15.12.09
Stille Hochzeit - Zum Teufel mit Stalin
Rumänien, Frankreich, Luxemburg 2008 (Nunta Muta) Regie: Horatiu Malaele mit Meda Andreea Victor, Alexandru Potocean, Valentin Teodosiu 87 Min. FSK: ab 12
Tod und Hochzeit und wieder Tod ganz nah beieinander. Komödie, Tragödie, Polit- oder Historien-Film? Die rumänische „Stille Hochzeit“ zeigt ein Dorf, überbordend mit Leben, Lust, Streit und Gelächter. Ein Dorf, das nicht mehr existiert. Die Grobheiten des ländlichen, osteuropäischen Alltags und die Poesie einer vergangenen (Kino-) Epoche. Schwer einzuordnen, aber ein grandioses und schönes Stück Kino.
Soll man anfangen im Heute, in dem alles besser sein soll? Oder in der Vergangenheit unter der Fuchtel der Sowjet-Armee, dem „schlimmen“ Gestern, das allerdings in Farbe gezeigt wird? Damals strotzte das Dorf nur so vor prallem Leben und deftigen Typen. Mittendrin liegen und lieben sich Mara (Meda Andreea Victor) und Iancu (Alexandru Potocean) im Feld. Das wird von einem Liliputaner sowie einem kleinen Jungen beobachtet und nach der Heimkehr auch handgreiflich kommentiert. Doch alles wird nicht so heiß gegessen, wie es diskutiert wird. Bald kommt auch schon die nächste Aufregung um die Ecke oder die vier linientreuen Kommunisten marschieren albern durchs Dorf.

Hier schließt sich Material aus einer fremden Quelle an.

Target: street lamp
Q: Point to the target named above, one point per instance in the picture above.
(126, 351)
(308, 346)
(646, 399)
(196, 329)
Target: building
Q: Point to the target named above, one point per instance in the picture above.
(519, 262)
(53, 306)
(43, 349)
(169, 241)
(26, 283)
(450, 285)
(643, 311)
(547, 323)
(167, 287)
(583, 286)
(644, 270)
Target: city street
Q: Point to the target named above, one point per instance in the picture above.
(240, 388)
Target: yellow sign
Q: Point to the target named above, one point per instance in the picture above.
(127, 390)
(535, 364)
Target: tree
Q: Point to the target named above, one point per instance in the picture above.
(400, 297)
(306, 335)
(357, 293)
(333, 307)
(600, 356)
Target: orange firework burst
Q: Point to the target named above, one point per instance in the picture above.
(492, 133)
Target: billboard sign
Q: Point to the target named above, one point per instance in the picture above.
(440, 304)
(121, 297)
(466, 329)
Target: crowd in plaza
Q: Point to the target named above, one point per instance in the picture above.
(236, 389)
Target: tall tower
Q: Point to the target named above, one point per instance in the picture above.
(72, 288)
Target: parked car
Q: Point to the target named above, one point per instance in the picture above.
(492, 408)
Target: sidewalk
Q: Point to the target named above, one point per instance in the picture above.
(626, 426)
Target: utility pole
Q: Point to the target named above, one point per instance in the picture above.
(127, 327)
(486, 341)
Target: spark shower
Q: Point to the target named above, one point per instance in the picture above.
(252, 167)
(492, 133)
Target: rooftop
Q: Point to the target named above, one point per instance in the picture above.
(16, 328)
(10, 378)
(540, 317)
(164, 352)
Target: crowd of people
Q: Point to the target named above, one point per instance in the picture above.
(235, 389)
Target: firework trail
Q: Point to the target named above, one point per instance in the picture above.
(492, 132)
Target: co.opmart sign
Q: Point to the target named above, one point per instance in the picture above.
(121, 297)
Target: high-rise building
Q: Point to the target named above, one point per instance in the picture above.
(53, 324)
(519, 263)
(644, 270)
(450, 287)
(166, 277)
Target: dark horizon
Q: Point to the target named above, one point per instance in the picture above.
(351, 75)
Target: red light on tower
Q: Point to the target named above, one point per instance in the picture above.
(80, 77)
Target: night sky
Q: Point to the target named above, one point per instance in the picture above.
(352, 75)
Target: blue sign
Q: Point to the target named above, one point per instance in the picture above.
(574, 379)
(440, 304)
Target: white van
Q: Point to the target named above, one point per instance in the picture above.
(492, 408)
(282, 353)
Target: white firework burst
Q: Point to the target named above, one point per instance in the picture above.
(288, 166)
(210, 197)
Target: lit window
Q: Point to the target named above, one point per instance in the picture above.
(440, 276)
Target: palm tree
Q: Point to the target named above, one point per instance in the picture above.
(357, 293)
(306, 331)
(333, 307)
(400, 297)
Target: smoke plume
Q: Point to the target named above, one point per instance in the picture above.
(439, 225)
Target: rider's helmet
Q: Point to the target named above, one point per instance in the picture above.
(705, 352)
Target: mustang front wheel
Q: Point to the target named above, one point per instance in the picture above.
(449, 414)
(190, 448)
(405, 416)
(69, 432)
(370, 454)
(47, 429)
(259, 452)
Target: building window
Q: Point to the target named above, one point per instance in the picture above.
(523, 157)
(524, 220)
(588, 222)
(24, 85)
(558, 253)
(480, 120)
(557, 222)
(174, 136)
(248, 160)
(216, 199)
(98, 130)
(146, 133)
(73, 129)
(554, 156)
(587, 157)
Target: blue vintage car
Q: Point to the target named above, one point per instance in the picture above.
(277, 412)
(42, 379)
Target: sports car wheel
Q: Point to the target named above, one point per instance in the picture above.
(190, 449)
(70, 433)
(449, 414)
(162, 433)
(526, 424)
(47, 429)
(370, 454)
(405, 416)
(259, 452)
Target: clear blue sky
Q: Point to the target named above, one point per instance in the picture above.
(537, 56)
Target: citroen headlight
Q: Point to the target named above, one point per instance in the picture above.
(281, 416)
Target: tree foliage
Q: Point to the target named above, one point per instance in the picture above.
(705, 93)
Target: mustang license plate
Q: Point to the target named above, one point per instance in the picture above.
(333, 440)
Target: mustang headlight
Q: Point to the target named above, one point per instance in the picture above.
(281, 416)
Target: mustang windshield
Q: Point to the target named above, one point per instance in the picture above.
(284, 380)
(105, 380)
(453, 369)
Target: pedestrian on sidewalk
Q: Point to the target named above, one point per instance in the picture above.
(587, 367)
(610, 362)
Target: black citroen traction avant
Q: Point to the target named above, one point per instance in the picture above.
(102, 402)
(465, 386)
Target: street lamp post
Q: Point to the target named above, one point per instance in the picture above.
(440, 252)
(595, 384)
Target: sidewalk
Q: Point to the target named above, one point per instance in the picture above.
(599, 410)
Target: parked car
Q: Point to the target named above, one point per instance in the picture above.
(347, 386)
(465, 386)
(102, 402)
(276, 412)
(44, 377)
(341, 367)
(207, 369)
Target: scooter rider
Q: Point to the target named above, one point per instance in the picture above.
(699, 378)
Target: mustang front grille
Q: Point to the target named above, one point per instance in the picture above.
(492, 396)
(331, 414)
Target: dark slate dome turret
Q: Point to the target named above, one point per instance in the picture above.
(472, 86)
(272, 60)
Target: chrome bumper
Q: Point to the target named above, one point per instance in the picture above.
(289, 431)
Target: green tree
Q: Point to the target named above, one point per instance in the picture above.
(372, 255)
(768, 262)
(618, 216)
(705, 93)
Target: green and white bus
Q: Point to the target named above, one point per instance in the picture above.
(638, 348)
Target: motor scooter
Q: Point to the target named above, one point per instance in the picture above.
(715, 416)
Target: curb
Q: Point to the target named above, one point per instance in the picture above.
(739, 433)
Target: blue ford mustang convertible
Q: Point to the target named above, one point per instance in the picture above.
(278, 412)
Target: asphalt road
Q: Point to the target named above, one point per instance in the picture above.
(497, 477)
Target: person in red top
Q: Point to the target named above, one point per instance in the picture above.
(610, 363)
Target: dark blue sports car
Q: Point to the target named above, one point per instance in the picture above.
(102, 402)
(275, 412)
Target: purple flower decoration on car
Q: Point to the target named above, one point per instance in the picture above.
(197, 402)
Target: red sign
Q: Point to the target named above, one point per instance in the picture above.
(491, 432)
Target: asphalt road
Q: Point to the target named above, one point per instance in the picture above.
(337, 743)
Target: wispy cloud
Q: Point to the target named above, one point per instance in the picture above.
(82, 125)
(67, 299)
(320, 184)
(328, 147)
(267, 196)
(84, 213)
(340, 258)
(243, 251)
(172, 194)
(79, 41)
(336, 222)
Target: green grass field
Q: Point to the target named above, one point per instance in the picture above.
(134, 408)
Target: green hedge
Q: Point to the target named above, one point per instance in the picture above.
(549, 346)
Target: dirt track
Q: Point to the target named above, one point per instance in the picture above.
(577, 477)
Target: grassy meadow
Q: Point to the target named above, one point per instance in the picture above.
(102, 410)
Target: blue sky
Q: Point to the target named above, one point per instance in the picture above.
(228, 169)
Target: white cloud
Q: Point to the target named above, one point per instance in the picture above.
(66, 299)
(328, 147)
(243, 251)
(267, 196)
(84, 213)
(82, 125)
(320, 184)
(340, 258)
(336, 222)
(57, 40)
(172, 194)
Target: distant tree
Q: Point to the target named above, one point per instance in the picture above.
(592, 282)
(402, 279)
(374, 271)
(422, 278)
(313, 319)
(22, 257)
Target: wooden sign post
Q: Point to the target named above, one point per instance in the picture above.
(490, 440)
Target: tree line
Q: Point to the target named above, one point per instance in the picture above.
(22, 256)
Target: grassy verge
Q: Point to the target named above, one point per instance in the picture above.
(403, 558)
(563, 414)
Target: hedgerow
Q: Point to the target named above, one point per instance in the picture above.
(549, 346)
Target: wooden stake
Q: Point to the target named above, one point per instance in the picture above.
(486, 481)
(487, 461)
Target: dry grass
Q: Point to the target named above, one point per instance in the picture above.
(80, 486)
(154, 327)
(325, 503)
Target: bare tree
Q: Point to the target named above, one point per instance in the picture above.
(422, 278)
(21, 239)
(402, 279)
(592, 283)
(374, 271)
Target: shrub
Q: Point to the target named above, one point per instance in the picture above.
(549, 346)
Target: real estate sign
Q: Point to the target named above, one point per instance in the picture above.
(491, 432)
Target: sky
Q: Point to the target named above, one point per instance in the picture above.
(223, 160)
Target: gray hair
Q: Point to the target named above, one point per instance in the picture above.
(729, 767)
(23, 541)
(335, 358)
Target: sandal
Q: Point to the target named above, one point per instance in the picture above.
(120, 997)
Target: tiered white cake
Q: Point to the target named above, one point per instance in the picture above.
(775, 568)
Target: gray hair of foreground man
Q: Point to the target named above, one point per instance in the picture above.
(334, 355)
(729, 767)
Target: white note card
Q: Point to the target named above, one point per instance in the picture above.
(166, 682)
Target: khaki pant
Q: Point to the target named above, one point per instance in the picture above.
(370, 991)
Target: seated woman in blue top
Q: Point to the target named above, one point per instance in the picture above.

Es ist das Jahr 1953 in Rumänien, einige gehorchen freudig dem großen russischen Bruder, andere sind schon enteignet worden, aber die meisten trinken tapfer weiter in der einen Kneipe mit der einen Prostituierten. All diese „deftigen Typen“ sind nicht einfach Kopien ihrer folkloristischen Vorgänger aus vielen Filmen und Geschichten. Der aufbrausende Kneipen-Streit, in dem die Väter der Liebenden immer wieder aufeinander losstürmen und von den genauso lauten Nachbarn auseinander gehalten werden, ist zur liebevollen Parodie übertrieben. Ein freundlicher Spaß, denn ein paar Minuten später werden die Streithähne als Schwiegereltern miteinander saufen: Donnerstag soll Hochzeit sein.
Also schlachtet man eifrig, lieb sich noch ein wenig und schon legt die Roma-Band zünftig los. Doch ein Russe verdirbt den Spaß. Der Standort-Kommandant gibt bierernst und gnadenlos bekannt, dass Stalin in der letzten Nacht verstorben sei und alle sozialistischen Brüdervölker sieben Tage lang trauern würden. Keine Feste, keine Hochzeiten und keine Begräbnisse. Und wie kommt Stalin unter die Erde? Uups - selbstverständlich auch keine Witze. Dieser hätte dem Ortsvorsteher fast das Leben gekostet.
Dass der strenge Soldat vorher die verrückte Schöne, die Feen gleich durch den Wald lief, vergewaltigte und tötete, ist eine bittere Note, die jedoch schnell wieder mit schelmischen Streich der bauernschlauen Dörfler überspielt wird. Hochzeit verboten? Dann umwickeln wir die Stuhlbeine und Gläser mit Leinen, nehmen das Besteck weg und feiern eine stille Hochzeit. Mit stummen Reden, lautlosem Klatschen, ganz stiller Post und einem Magenknurren beim Essen, dass wie Donnerhall klingt. Ein grandioser Höhepunkt des feinen, poetischen Humors. Dem im Lauf des Lebens wieder ein tragisches Ereignis folgen wird ...
In „Stille Hochzeit“ gewinnen Lachen, Hoffnung und Poesie in der ausufernden Fülle dieses bäuerlichen Lebens. Auch wenn der letzte Witz ein bitterer ist: Wo einst Dorf war, hat der Kommunismus eine brutal hässliche Fabrik hingesetzt. Die der Kapitalismus jetzt wiederum abreißen will, um ein neues Dorf zu bauen, einen Freizeitpark!